Blair dodged the slow punch Jim aimed at his head.

As they walked away from the fountain, Jim turned back once. The sun was out, the water glinted brightly. It was just a fountain, and the
ghosts were gone. Blair wasn't there any more. Blair was here, where he was meant to be.

Where he would always be?

Jim sighed. Incacha had said his fear would be overcome only "in time." But Blair had come back and now they had that time.

"Hey, Jim," Blair said, "come on. That demon's history."

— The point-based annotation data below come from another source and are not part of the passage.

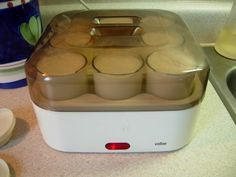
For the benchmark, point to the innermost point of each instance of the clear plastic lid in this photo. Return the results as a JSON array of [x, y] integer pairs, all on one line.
[[117, 61]]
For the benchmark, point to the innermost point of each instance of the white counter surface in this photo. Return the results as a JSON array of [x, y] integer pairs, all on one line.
[[211, 153]]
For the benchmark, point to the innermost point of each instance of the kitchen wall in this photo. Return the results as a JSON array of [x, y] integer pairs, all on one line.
[[204, 17]]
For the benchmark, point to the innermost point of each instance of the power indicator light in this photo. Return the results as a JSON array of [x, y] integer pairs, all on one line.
[[117, 146]]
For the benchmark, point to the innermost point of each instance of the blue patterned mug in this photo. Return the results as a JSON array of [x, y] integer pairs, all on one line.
[[20, 29]]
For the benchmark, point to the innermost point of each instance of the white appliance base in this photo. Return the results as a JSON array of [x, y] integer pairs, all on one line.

"Old news," Jim said, nodding. Still looking at the fountain, he added, "Sandburg, promise me something."

"Uh-oh. Lay it on me and we'll see."

"No more dying."

Blair glanced at the fountain, then fixed his eyes on Jim. *If you were gone, then I was going with you.* That simple statement was about
as world-altering as anything he'd ever heard. He knew it was going to require some serious thought.

This entire day was going to take some heavy-duty processing.

But not right now. Right now, he was back in the guide business, Jim was looking at him with eyes that could once again count the
freckles on a flea, and things were better than they had been in a long time.

So Blair shrugged, spread his hands, and said lightly, "Can I help it if I'm a sentinel-magnet? But I promise you this, man--next time a
long-legged, blonde, sociopathic, female-type sentinel comes my way, I'll run screaming in the other direction."

Jim draped a long arm across his friend's shoulders and said, "Running would be good, Flash. The screaming is optional."